Elle serait demeurée là, pendant des heures, sans parvenir à rassasier ses yeux voraces, si Joseph, déjà à moitié habillé, n’eût usé d’un stratagème pour la tirer de son extase.

— Voyons, Chère, dépêche-toi ! Il y a peut-être une lettre de Bonne-Maman en-bas…

— Oeie oui !

Et laissant retomber le rideau, elle bondit au lavabo.

Il ne lui fallut guère plus de cinq minutes pour rattraper Joseph qui se battait avec son nœud de cravate.

— Laisse, dit-elle, attendrie par ses efforts, moi je vais seulement le faire…

Elle anéantit ce nœud en moulin à vent qu’elle eut bientôt refait dans toutes les règles de la fashion. Puis, après un petit tapotage, offrant sa joue :

— Na, et maintenant tu me donnes une grosse baise !

Mme Platbrood leur avait adressé une simple carte, mais pleine jusqu’aux bords et surécrite. Elle contait les jeux des enfants avec Hippolyte, leur grand coucher, leurs mots. Ils avaient été si sages ! Ils dormaient à présent comme de petits anges.

Le cœur d’Adolphine fondait à ces confidences de la Bonne-Maman. Ah les chers petits ! Comme elle eût donné gros pour les avoir là près d’elle et couvrir de baisers leurs têtes chéries ! Mais l’animation qui régnait dans le hall du Grand Hôtel, le va-et-vient de tout ce monde exotique, la nonchalance des belles étrangères paresseusement allongées dans les chaises à bascule de la terrasse et dont le face-à-main l’inspectait de haut en bas avec une insouciante hardiesse, contenait son émotion en excitant sa curiosité.

— Te voilà tranquille, j’espère, brusqua Joseph. Et maintenant si nous allions déjeuner ?

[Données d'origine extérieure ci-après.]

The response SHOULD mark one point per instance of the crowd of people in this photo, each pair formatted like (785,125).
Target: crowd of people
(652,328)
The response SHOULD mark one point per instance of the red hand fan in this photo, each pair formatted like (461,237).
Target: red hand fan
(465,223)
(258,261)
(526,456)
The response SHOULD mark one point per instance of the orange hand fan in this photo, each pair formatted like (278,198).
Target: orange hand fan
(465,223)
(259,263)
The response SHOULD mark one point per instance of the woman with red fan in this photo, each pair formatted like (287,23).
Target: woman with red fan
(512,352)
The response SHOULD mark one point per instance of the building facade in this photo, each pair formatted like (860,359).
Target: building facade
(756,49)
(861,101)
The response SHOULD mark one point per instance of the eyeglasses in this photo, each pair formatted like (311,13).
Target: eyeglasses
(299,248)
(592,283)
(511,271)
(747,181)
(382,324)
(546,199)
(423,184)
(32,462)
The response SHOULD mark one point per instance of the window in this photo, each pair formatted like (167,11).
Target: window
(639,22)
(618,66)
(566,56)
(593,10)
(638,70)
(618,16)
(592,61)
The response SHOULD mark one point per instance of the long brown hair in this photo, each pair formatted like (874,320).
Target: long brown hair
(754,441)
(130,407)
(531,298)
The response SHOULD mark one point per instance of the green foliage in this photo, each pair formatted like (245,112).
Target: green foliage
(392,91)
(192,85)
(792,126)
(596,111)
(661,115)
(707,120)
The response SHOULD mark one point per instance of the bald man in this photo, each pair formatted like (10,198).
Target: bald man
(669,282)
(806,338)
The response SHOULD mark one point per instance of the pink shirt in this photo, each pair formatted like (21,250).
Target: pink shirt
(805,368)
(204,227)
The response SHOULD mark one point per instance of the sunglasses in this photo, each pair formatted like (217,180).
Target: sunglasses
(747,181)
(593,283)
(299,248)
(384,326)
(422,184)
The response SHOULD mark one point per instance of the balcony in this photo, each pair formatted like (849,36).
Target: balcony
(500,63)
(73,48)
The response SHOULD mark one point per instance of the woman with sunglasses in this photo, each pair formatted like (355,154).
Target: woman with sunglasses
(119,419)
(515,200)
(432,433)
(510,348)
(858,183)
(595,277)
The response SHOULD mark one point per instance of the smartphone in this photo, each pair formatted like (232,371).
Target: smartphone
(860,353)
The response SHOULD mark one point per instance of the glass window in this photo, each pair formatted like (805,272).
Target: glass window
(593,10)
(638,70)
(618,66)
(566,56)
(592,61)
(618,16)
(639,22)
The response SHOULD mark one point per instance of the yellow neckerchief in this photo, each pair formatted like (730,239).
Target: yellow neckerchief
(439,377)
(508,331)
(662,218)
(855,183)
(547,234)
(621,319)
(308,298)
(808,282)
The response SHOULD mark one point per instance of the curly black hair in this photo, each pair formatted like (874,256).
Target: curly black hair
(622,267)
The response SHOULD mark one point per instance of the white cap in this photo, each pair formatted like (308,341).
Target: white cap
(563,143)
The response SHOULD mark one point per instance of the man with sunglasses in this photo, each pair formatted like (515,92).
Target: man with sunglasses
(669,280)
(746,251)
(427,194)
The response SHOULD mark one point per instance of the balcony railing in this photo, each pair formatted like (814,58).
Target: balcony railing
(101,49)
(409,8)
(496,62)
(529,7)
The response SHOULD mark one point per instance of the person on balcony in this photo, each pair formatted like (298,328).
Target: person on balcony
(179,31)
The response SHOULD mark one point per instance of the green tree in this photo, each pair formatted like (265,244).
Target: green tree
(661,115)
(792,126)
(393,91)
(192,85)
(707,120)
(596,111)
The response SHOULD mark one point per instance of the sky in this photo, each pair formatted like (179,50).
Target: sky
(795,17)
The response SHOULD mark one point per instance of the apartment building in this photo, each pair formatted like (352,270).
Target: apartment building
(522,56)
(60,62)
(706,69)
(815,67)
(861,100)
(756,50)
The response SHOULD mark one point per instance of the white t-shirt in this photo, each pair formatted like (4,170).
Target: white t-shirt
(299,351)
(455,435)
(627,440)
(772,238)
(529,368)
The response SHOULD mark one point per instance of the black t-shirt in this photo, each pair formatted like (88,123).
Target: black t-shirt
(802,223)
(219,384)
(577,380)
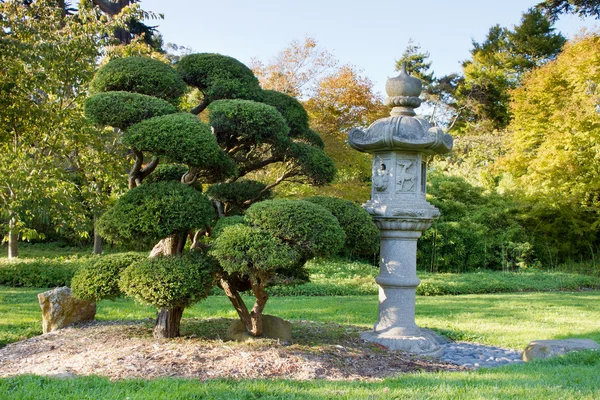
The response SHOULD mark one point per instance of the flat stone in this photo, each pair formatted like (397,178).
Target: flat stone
(540,349)
(424,344)
(273,328)
(60,309)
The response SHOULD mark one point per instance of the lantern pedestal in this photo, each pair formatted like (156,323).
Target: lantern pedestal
(397,280)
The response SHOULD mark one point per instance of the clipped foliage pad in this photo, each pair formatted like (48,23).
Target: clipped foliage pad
(153,211)
(182,138)
(362,235)
(310,227)
(293,112)
(219,76)
(318,168)
(245,121)
(139,75)
(172,281)
(123,109)
(234,194)
(246,250)
(99,278)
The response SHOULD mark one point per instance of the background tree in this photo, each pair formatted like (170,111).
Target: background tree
(47,61)
(497,66)
(584,8)
(295,68)
(556,126)
(335,99)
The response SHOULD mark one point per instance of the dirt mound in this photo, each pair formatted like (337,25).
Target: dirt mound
(126,349)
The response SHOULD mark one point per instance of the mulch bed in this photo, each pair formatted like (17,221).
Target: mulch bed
(126,349)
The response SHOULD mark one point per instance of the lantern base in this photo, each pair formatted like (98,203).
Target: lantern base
(424,343)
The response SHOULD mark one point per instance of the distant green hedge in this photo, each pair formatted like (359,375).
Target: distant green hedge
(42,273)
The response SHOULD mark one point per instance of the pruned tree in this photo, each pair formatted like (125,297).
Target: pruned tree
(247,129)
(275,239)
(584,8)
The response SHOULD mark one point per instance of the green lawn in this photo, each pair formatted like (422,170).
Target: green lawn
(574,377)
(509,320)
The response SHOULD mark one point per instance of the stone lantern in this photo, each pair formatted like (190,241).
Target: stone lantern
(399,144)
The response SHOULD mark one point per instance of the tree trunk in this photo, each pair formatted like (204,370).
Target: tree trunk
(97,243)
(13,240)
(174,244)
(237,302)
(252,320)
(97,239)
(258,289)
(168,322)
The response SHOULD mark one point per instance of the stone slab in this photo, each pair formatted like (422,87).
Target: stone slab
(60,309)
(425,343)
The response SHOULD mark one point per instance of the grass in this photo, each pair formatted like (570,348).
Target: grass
(508,320)
(44,265)
(341,277)
(572,377)
(505,319)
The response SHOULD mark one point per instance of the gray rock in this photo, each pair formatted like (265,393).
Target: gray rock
(540,349)
(60,309)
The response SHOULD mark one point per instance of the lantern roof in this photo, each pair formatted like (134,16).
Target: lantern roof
(402,130)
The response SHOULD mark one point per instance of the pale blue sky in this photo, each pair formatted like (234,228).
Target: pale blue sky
(370,35)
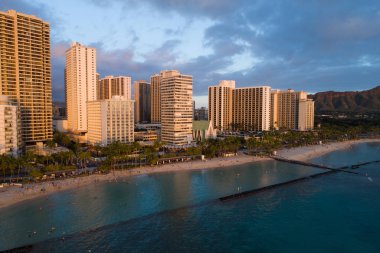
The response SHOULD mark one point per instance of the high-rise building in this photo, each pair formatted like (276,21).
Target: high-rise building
(155,96)
(10,136)
(25,72)
(114,86)
(220,104)
(176,108)
(110,120)
(201,114)
(251,108)
(80,82)
(286,111)
(233,108)
(306,115)
(142,101)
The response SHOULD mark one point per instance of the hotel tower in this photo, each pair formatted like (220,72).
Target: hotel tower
(114,86)
(155,98)
(142,101)
(176,108)
(25,73)
(80,82)
(242,109)
(291,110)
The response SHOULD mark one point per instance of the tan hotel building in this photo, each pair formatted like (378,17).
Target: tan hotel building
(251,108)
(176,107)
(155,98)
(80,82)
(114,86)
(25,72)
(110,120)
(233,108)
(220,104)
(291,110)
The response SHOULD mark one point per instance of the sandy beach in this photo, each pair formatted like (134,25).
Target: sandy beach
(15,194)
(308,152)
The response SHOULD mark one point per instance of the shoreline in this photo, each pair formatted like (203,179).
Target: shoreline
(12,195)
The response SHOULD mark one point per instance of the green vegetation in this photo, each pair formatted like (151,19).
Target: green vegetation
(124,156)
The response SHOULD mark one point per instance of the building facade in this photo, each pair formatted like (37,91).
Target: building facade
(306,115)
(114,86)
(201,114)
(239,109)
(251,108)
(25,74)
(286,111)
(220,104)
(176,108)
(155,96)
(10,135)
(80,83)
(142,101)
(110,120)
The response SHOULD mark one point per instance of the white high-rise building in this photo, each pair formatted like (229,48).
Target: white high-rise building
(251,108)
(114,86)
(10,136)
(80,81)
(110,120)
(242,109)
(220,104)
(291,110)
(176,107)
(25,73)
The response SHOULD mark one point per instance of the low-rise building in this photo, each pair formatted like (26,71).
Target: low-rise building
(10,136)
(150,136)
(203,130)
(60,125)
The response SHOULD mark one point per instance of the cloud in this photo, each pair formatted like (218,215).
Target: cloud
(310,45)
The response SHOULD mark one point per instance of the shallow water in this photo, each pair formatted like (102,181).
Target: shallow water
(180,211)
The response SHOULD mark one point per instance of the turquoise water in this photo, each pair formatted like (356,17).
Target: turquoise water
(180,212)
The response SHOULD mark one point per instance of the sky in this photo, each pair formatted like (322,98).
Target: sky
(310,45)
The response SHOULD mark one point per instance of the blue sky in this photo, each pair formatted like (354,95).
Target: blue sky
(312,45)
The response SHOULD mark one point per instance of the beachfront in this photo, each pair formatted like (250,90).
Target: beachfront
(12,195)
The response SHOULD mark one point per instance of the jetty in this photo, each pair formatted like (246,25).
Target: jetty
(330,170)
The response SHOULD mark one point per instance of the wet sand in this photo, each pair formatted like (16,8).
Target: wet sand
(14,194)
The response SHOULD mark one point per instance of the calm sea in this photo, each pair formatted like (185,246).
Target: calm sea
(180,212)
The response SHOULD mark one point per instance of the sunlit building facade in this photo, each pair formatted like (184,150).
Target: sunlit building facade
(176,108)
(10,135)
(80,83)
(220,104)
(251,108)
(155,96)
(110,120)
(291,110)
(142,99)
(114,86)
(25,73)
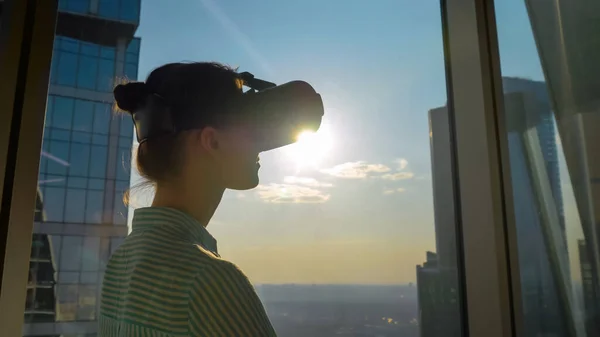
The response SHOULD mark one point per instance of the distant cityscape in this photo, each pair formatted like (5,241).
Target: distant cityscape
(62,292)
(342,310)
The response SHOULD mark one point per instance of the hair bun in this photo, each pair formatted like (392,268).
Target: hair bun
(130,96)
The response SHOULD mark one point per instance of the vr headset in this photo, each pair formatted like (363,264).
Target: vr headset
(277,114)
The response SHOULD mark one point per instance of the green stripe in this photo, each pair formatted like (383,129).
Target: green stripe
(159,283)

Une fois rassasiés de croissants et de brioches, ils s’élancèrent sur le boulevard. Quel enchantement ! Un ciel de soie bleue, un air de velours. Et cette odorante verdure des arbres !

Dans la claire et souriante matinée, ils allaient légers, rajeunis, humant des effluves d’amour. Une ivresse les soulevait tous deux : ils se sentaient de l’espoir dans l’âme comme au lendemain de leurs noces.

Elle serrait son bras, se pressait contre lui, la tête inclinée sur son épaule, sans nul souci des passants qui souriaient à la vue de cette tendresse si librement avouée.

Chaque jour ajoutait ainsi à son bonheur et à son amour.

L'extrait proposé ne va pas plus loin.